Public Login Servers

TIG maintains login servers for each supported release of Ubuntu for the convenience of the community. The login servers provide access to the CSAIL AFS cell for accessing your directory space or managing your personal web page or your group’s web hosting. The name login.csail.mit.edu will be an alias for the release that TIG currently recommends for general use, but other releases will be available from time to time using the format <codename>-login.csail.mit.edu. Currently our recommended release is 22.04LTS, codenamed jammy. (For historical reasons, the servers have canonical hostnames taken from the Scooby-Doo franchise: login.csail.mit.edu and jammy-login.csail.mit.edu are currently aliases for zoinks.csail.mit.edu. The previous CSAIL Ubuntu release is available on bionic-login.csail.mit.edu aka scooby-snacks.csail.mit.edu and xenial-login.csail.mit.edu aka mystery-machine.csail.mit.edu.)

Accessing these servers

You must have a CSAIL account.

SSH RSA/ECDSA/ED25519 fingerprints

If your ssh client is configured for Kerberos, it will automatically verify the identity of the server you’re connecting to using its Kerberos key.

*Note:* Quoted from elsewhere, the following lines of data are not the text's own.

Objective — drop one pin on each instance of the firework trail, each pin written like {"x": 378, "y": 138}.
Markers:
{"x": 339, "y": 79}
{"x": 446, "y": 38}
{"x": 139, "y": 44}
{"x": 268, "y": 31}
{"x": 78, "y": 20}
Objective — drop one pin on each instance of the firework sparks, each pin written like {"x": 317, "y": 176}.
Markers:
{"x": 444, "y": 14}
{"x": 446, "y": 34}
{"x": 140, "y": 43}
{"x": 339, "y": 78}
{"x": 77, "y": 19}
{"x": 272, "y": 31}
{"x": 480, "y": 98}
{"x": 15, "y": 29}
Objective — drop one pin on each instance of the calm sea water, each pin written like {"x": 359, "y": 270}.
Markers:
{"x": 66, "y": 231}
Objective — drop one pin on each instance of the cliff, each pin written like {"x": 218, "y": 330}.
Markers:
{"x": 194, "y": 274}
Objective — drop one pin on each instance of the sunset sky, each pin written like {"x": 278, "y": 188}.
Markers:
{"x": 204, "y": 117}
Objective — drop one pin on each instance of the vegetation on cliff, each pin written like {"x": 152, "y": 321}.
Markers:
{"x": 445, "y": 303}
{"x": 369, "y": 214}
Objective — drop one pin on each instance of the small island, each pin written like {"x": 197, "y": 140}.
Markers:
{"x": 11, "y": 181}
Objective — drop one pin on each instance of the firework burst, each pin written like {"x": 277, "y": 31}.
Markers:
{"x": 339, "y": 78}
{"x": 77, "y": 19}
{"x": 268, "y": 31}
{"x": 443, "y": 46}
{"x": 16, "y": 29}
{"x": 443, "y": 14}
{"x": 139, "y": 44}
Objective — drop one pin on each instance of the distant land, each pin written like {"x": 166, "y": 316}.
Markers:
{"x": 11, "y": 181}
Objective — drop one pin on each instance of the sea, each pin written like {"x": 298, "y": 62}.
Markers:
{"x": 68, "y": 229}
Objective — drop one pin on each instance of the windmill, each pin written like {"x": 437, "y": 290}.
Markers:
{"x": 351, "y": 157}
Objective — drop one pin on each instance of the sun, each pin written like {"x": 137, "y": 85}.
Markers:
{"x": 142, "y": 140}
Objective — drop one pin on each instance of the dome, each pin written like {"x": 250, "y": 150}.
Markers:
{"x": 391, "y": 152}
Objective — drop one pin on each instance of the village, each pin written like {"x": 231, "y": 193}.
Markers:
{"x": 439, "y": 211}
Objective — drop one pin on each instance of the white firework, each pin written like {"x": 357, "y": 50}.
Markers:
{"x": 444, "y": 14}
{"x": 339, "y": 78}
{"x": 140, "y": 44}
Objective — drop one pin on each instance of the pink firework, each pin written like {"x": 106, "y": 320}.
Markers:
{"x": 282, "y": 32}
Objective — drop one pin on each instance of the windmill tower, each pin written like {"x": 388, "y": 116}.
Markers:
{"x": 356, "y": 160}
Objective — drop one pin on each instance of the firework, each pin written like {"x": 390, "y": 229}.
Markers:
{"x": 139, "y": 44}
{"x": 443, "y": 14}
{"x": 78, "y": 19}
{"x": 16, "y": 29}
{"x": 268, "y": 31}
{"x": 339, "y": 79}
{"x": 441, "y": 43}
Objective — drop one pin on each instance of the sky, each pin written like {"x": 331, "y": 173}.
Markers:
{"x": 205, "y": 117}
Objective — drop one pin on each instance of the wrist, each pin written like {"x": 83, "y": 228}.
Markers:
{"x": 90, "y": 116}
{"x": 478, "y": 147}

The login.csail.mit.edu keys were last changed June 7, 2022. If you have older host keys you will need to clear them by running:

ssh-keygen -R login.csail.mit.edu

To verify keys using SSHFP records add -o VerifyHostKeyDNS=yes to your ssh command line. For example, insert your username for <username> in

ssh -o VerifyHostKeyDNS=yes <username>@login.csail.mit.edu

For manual verification:

-----BEGIN PGP SIGNED MESSAGE-----
Hash: SHA512

ssh public keys for login.csail.mit.edu
last updated 2022-06-07

3072 SHA256:/pRV6N25A95nI/iOTfhCPQ11528aK2SyMUVJo3BPRwg root@zoinks (RSA)

256 SHA256:X/MLn3A1rdWmyNKFdimx4DRaJC7OcU/Kii7WQT67Eyw root@zoinks (ECDSA)

256 SHA256:qRzY9+0yGZVsCEyLNBFCdvz36v4V+8BkscVjN0l5GFQ root@zoinks (ED25519)

Jonathan Proulx
for The Infratructure Group (TIG)
-----BEGIN PGP SIGNATURE-----

iQIzBAEBCgAdFiEESCm83UpNGQKFezoWN8YiTSJbzX0FAmKfbZ0ACgkQN8YiTSJb
zX1JJg/9EGTD+TXQ7ZktkK1l821dyHmZzjd7QnlOWiWV1xt0nnO0hCsmLI4LYiLP
oB2fZVxqYki/Ds9sCmYuFtFT/PDXFvHpvrla1bsQqxg9JbmDXlQLMuEC7Veck0yE
IiD1cSjUMuNY8zoHaN8JqKTZz8QFBorpd2u0oqstmkAeoGfGOEeSeKBAKVYAmhNI
hTXCGomnuLmXio/5Bnz330VIiavpvVNVV7YPzGcwtu15V2yIM8/Ulq7U+MTFSsfG
pOPCGMN1rWmHzmkswujBMMfsoRsHVmyQrHBFOgs16mXONWN4KQRZH0frGv+egbiH
WejzMqW3Qj/mYksEW3yMZcr8HhMsucvrS6qPyc0wftdmU5wg1eNbyKT/i1EVESwQ
N5nimkx7uE0ppbToK5Uxkbq1lN/iFMSkgsfGppbfR591EMnZ9rG0spfVv1xH/lxQ
qF/XKYDDDnaoo9Feovtc434z4aOVEeAm7jHjCoKo1zMH8aHf1Ms3biQtOv7eguUo
G87HmmyzKCrM++eewKk0UiOzxzuisztAlMzWd4eNz5UrkX3E3DXGWDwHjdkDw83U
00bJjLJlH/9ylyZh/v3Gxgyz9bIU9CYo5SPrsTw0lHg5z/Tfc0n0IAkl5Foh6sDe
QRIkOt6Y9fD6MfgTZ3SVb7s//+lV2q8ezNoMJrVT/oeKOgJF9L8=
=Wblq
-----END PGP SIGNATURE-----

Notes

For continuous connections to login.csail.mit.edu, Kerberos tickets and the related AFS tokens will expire every 10 hours. Run renew to obtain new credentials. After they expire, your session will remain open, but you will have very little access to files (as system:anyuser, the AFS equivalent of nobody.)

TIG provides scripts such as longsession and longscreen which will automatically renew tickets and tokens for up to a week. Run these commands with the -h flag to get more information about how to use them.

Many standard packages are available on these systems. A few packages can be added to your environment using ~/.software; if you still don’t see what you’re looking for, contact TIG.